6.9. Numerical Stability¶
Here we will consider the potential accuracy of solutions to systems of equations of the form \(\mathbf{A}\,\bm{x} = \bm{b}\). In idealistic mathematical notation, we write the solution to a square matrix system of equations as \(\bm{x} = \mathbf{A}^{-1}\bm{b}\). However, the path toward finding the true \(\bm{x}\) is fraught with potential problems.
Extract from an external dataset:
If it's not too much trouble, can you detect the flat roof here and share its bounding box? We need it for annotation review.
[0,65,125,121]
Sometimes it may be difficult to find an accurate solution. It might be that the values in \(\bm{b}\) and \(\bf{A}\) are not accurate because they came from an experiment where noise in the data is unavoidable. It might be that the rows of \(\bf{A}\) are close to parallel, meaning that \(\bf{A}\) is nearly singular—also called poorly conditioned. It might also be that the absolution values of the numbers in \(\bm{b}\) and \(\bf{A}\) are likely to incur round-off errors because they contain a mixture of very large numbers, very small numbers, and even some irrational numbers and numbers that, in binary, contain unresolved repeating patterns of 1’s and 0’s.
Using an algorithm that is not numerically stable leads to inaccurate solution estimates. Numerical stability is a property of the algorithm rather than the problem being solved. The best algorithms might not always find accurate results in the worst conditions. However, numerically stable algorithms find accurate results for most problems. Numerically stable algorithms order the operations on numbers to minimize round-off errors. They also avoid computations that will tend to degrade the condition of matrices. For example, our idealistic mathematical solution to an over-determined system of equations calls for three matrix multiplications, a matrix inverse, and a matrix–vector multiplication. We will see in this section that such a sequence of operations is not advisable. We already know that the matrix inverse is slow. The matrix multiplications can also introduce round-off errors.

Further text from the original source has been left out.